What is the effect of social desirability bias on surveys?
It is often assumed that social desirability bias reduces the validity of much survey research, meaning that respondents may answer questions to reflect what they think is socially appropriate rather than what they really believe or do
What should the response rate be to ensure generalizability?
if your response rate is less than 50%, you can have little confidence in the generalizability of your answers
NB: Purposive sample for explorative survey- lower response rate acceptable
What are the three Modes of Administering Your Survey?
The three modes of administering a survey are face-to-face, telephone, and self- administered (paper or electronically)
What are the three basic approaches to time in survey research? and when should they be used?
if you want to study change over time, you need to measure your variables at more than one time.
The three basic approaches to time in survey research are: panel studies, cohort studies, and cross-sectional studies
In a panel study, you survey the same group of respondents two or more times.
- use when you want to record changes in respondents and when you have access to a group of respondents over time
In cohort studies, you take samples from the same population two or more times.
- use if you want to study change over time in a large population
What Question Formats Can You Use in a Survey Design?
structured questions
unstructured questions
likert scale
What are the similarities of Interviews and Surveys
you ask people what you want to know and record their answers.
The basic problems are also the same: you need to make sure to ask the right questions, to ask them in the right way, and to make special efforts to understand the answers.
What are the diffferences of Interviews and Surveys
usually ask different kinds of questions
Surveys are often shaped by a desire to generalize to a broader population. Interviews are more aimed at understanding.
Several differences distinguish the sampling and coding practices:
o Survey researchers usually ask questions of a bigger sample
o Interviewers usually select interviewees through purposive or judgment sampling, while respondents in surveys are usually some sort of representative sample of a broader population.
o survey questions and methods are usually better at obtaining answers to comparatively direct, low-inference questions.
o Interview questions and methods are more suited to pursuing complicated matters in depth
o the standardization of survey questions helps improve the reliability of answers, while the in-depth probing of interview questions enhances the validity of the answers.
What are the different interview approaches?
At one end of the interview spectrum is explanatory/confirmatory research such as theory testing and identifying causal mechanisms.

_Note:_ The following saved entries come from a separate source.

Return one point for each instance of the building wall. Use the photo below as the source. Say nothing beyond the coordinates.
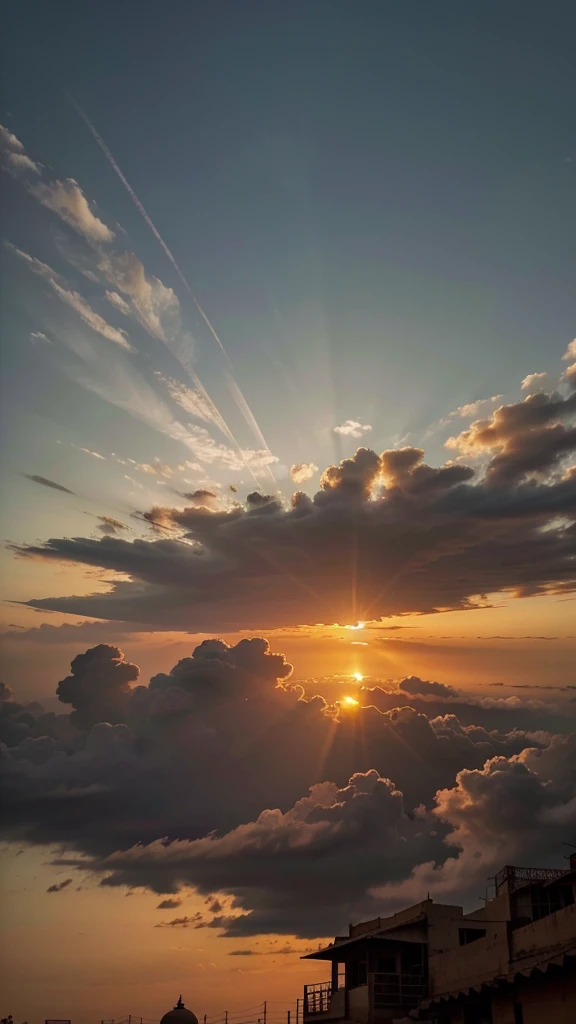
(359, 1010)
(547, 998)
(544, 935)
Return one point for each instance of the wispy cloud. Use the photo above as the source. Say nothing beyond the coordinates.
(59, 886)
(74, 300)
(96, 455)
(67, 199)
(302, 471)
(46, 482)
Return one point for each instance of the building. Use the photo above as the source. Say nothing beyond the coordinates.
(512, 962)
(515, 961)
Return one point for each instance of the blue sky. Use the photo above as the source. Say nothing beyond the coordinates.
(374, 205)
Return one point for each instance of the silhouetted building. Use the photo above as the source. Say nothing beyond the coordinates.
(179, 1015)
(513, 962)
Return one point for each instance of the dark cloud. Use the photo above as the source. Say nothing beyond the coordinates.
(414, 685)
(180, 922)
(420, 539)
(286, 813)
(98, 687)
(57, 887)
(527, 437)
(111, 526)
(47, 483)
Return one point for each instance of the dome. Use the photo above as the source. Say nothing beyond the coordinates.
(179, 1015)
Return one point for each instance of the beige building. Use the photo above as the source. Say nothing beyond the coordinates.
(512, 962)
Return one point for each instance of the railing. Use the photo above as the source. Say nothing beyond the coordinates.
(398, 989)
(517, 877)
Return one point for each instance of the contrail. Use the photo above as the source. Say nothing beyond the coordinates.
(239, 397)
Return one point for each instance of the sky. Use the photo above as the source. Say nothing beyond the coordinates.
(288, 431)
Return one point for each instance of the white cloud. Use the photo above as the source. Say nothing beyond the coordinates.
(155, 305)
(302, 471)
(14, 156)
(75, 301)
(67, 199)
(96, 455)
(571, 354)
(208, 451)
(193, 400)
(352, 428)
(533, 379)
(118, 302)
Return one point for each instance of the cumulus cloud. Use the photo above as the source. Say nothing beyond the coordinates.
(352, 428)
(302, 471)
(533, 380)
(13, 155)
(367, 810)
(75, 300)
(524, 438)
(98, 686)
(443, 538)
(67, 199)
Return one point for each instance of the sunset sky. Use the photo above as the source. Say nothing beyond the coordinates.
(287, 352)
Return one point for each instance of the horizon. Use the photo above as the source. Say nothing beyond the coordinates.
(289, 489)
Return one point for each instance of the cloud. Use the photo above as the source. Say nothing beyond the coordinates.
(570, 353)
(95, 455)
(111, 526)
(302, 471)
(195, 401)
(352, 428)
(47, 483)
(415, 686)
(13, 156)
(531, 380)
(119, 303)
(67, 199)
(98, 686)
(426, 538)
(524, 438)
(57, 888)
(75, 300)
(180, 922)
(276, 843)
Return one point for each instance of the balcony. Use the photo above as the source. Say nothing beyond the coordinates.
(322, 1000)
(404, 990)
(383, 991)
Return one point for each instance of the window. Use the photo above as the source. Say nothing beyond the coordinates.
(386, 965)
(467, 935)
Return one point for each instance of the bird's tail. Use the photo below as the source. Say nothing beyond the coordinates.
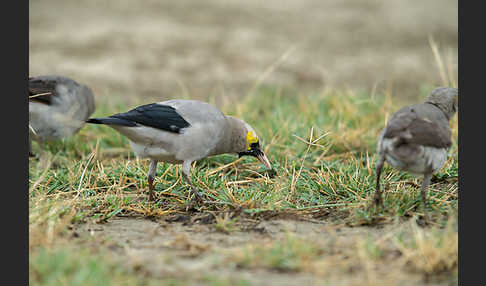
(401, 139)
(111, 121)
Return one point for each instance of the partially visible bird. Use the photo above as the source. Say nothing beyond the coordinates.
(58, 108)
(181, 132)
(417, 137)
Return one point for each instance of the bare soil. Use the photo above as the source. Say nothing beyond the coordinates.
(157, 50)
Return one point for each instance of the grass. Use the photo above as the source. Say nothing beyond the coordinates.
(322, 147)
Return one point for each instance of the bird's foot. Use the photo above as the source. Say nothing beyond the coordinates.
(377, 203)
(195, 201)
(424, 220)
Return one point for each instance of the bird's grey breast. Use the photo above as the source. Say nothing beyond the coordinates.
(207, 126)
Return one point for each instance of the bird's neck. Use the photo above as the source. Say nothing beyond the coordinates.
(233, 137)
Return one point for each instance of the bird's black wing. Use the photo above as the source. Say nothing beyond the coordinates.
(414, 129)
(155, 115)
(41, 90)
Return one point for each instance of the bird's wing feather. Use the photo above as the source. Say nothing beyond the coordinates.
(41, 90)
(415, 129)
(155, 115)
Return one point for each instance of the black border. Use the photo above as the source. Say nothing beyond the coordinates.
(14, 115)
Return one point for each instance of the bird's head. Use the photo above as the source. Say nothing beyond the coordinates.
(249, 145)
(445, 98)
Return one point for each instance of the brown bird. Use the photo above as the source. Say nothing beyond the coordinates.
(416, 139)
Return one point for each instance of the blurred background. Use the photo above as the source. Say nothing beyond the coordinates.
(154, 50)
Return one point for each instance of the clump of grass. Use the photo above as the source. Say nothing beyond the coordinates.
(75, 267)
(225, 224)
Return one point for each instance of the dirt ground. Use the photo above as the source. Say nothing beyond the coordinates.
(163, 49)
(190, 248)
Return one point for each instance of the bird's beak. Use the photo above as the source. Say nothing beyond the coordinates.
(261, 156)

At the other end of the interview spectrum is descriptive/exploratory research, such as the life story or life narrative approach. The goal of this kind of research is “to learn as much as possible about how one person views his or her own development over time and across the life cycle.

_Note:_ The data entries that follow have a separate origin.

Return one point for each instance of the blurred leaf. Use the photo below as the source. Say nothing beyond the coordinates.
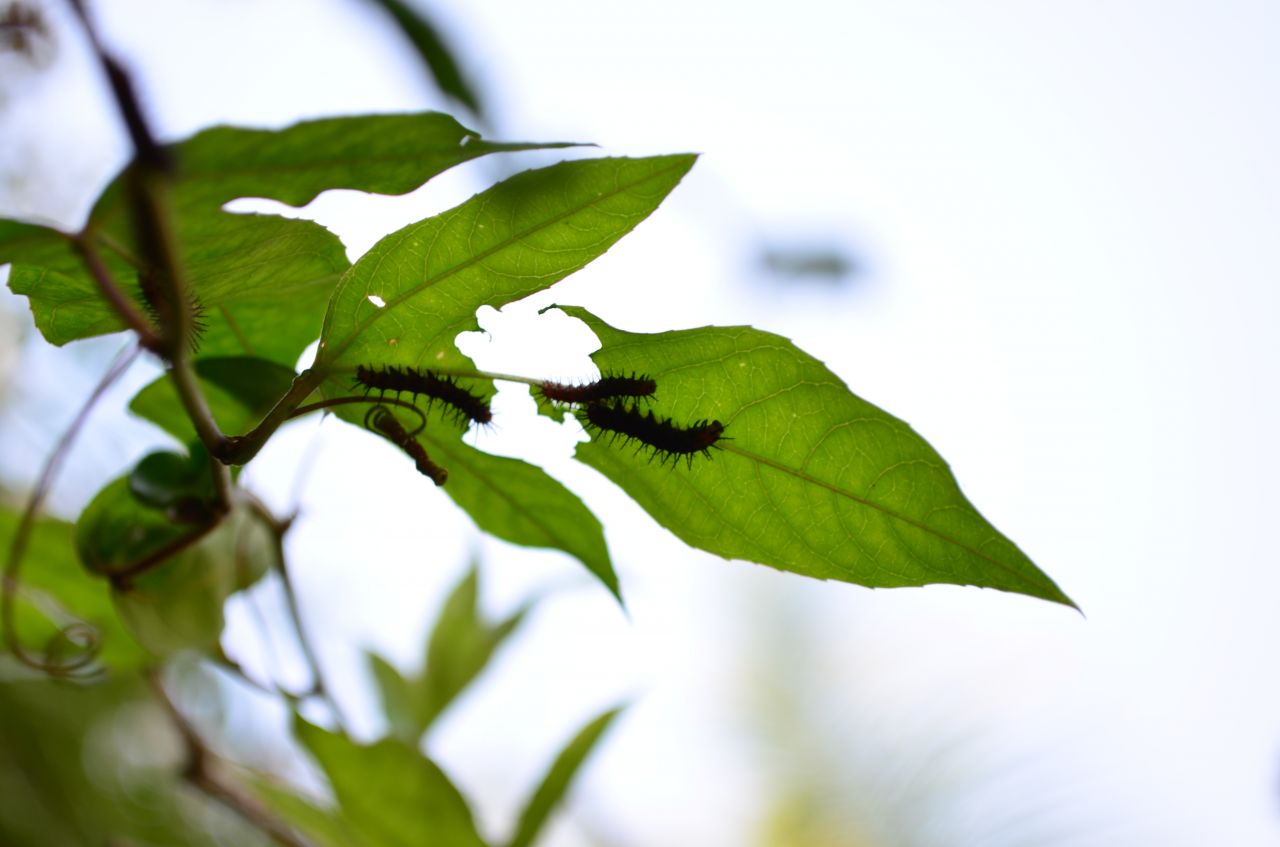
(558, 779)
(117, 531)
(56, 593)
(434, 53)
(516, 238)
(172, 578)
(178, 605)
(400, 697)
(458, 649)
(91, 767)
(389, 793)
(808, 477)
(168, 480)
(519, 502)
(240, 390)
(321, 827)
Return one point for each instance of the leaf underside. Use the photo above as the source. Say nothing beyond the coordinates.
(808, 477)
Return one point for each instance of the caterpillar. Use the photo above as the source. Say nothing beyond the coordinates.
(383, 421)
(659, 435)
(429, 384)
(602, 389)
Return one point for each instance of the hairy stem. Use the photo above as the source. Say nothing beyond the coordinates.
(44, 482)
(149, 189)
(200, 773)
(279, 529)
(114, 294)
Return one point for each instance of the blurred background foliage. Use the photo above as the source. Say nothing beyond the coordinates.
(824, 760)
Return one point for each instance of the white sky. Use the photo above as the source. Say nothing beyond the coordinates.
(1066, 214)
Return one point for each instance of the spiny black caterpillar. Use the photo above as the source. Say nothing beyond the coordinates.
(434, 387)
(607, 388)
(661, 436)
(383, 421)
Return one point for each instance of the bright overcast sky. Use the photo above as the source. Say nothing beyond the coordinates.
(1064, 220)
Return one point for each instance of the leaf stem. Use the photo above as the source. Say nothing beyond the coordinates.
(22, 536)
(241, 448)
(201, 775)
(147, 186)
(279, 527)
(114, 294)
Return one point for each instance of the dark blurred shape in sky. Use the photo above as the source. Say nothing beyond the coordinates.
(24, 32)
(822, 264)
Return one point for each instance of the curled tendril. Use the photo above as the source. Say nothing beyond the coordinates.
(73, 650)
(373, 401)
(22, 535)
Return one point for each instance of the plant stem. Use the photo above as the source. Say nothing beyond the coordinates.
(279, 529)
(242, 448)
(147, 183)
(201, 775)
(110, 289)
(44, 482)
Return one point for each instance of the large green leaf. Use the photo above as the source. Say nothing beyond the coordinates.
(261, 282)
(410, 296)
(58, 593)
(511, 499)
(379, 154)
(809, 477)
(558, 779)
(389, 793)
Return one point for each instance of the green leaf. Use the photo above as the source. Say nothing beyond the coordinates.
(56, 593)
(389, 793)
(260, 283)
(170, 577)
(458, 649)
(558, 779)
(178, 605)
(400, 697)
(410, 296)
(434, 53)
(380, 154)
(240, 390)
(519, 502)
(511, 499)
(174, 481)
(321, 827)
(118, 531)
(808, 477)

A third option, situated roughly between theory testing and pure description, is the grounded theory approach.
When is a focus group interview a great option?
Focus group interviews may be especially appropriate when the topic of your research deals with interaction in groups.

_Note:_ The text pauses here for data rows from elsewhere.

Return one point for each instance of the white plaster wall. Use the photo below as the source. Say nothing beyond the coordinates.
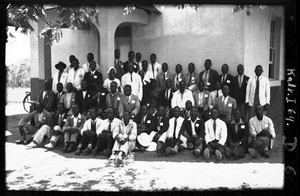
(184, 36)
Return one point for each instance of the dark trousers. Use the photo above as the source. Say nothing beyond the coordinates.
(105, 141)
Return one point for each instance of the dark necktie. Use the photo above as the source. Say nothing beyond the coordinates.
(257, 87)
(175, 124)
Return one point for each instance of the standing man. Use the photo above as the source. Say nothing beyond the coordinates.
(215, 136)
(76, 74)
(163, 76)
(238, 90)
(154, 67)
(258, 92)
(209, 76)
(60, 77)
(134, 80)
(118, 64)
(177, 77)
(191, 78)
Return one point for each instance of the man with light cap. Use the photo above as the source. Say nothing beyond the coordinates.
(125, 137)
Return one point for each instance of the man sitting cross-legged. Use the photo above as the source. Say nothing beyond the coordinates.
(261, 130)
(194, 132)
(53, 131)
(125, 137)
(105, 140)
(41, 119)
(72, 129)
(89, 133)
(215, 136)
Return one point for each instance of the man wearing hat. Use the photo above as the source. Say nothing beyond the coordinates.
(262, 133)
(146, 124)
(60, 77)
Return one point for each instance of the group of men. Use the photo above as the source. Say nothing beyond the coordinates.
(142, 106)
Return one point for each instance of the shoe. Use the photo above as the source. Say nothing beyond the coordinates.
(197, 152)
(20, 142)
(166, 152)
(78, 151)
(31, 145)
(206, 153)
(266, 154)
(218, 155)
(253, 152)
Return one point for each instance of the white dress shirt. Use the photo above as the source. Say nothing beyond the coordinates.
(180, 99)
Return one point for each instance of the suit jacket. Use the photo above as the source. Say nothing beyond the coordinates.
(150, 122)
(199, 127)
(93, 82)
(116, 103)
(181, 77)
(212, 79)
(160, 81)
(34, 117)
(70, 122)
(162, 125)
(264, 90)
(228, 80)
(162, 97)
(48, 100)
(225, 111)
(237, 92)
(84, 103)
(241, 135)
(133, 105)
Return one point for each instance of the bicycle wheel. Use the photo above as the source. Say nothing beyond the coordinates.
(26, 104)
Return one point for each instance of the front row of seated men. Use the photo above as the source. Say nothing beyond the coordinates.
(207, 135)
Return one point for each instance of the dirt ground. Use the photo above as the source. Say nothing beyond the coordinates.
(148, 171)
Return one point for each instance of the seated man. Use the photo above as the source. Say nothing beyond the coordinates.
(261, 130)
(215, 136)
(89, 133)
(105, 140)
(173, 139)
(129, 102)
(52, 131)
(145, 124)
(237, 139)
(125, 137)
(72, 128)
(194, 132)
(41, 119)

Focus groups is good at addressing questions that are targeted.
when your research problem requires that you talk to more people than you can contact for individual interviews, a focus group interview is relevant.
because of the larger numbers typically involved in a focus group study and the greater focus on a narrower range of issues, they seem to produce results that are more generalizable than individual interviews
The most relevant situation when focus groups seem the ideal method occurs when your topic involves group dynamics or social relations.
When would you chose a formal interview setting?
If you want consistency, and through consistency to eliminate site characteristics as a variable, you will need to be more formal.
Describe Randomized control trials
Random selection and assignment of participants/cases into experimental groups, controlled treatment, so the differences in outcomes can be only due to treatment
What’s Wrong with Gold‑Standard Thinking?
The inflexibility of gold-standard thinking has two main facets.
o First is the assumption that evidence gathered using RCTs will always be superior, regardless of the topic or setting, to evidence gathered in any other way.
o Second is the belief that research problems for which RCTs are impossible cannot be studied scientifically.
o Both assumptions are fundamentally wrong.
When Is an RCT a Good Option?
When you want to find a causal link between two variables.
What is the Heisenberg effect?
those research occasions in which the very act of measurement or observation directly alters the phenomenon under investigation.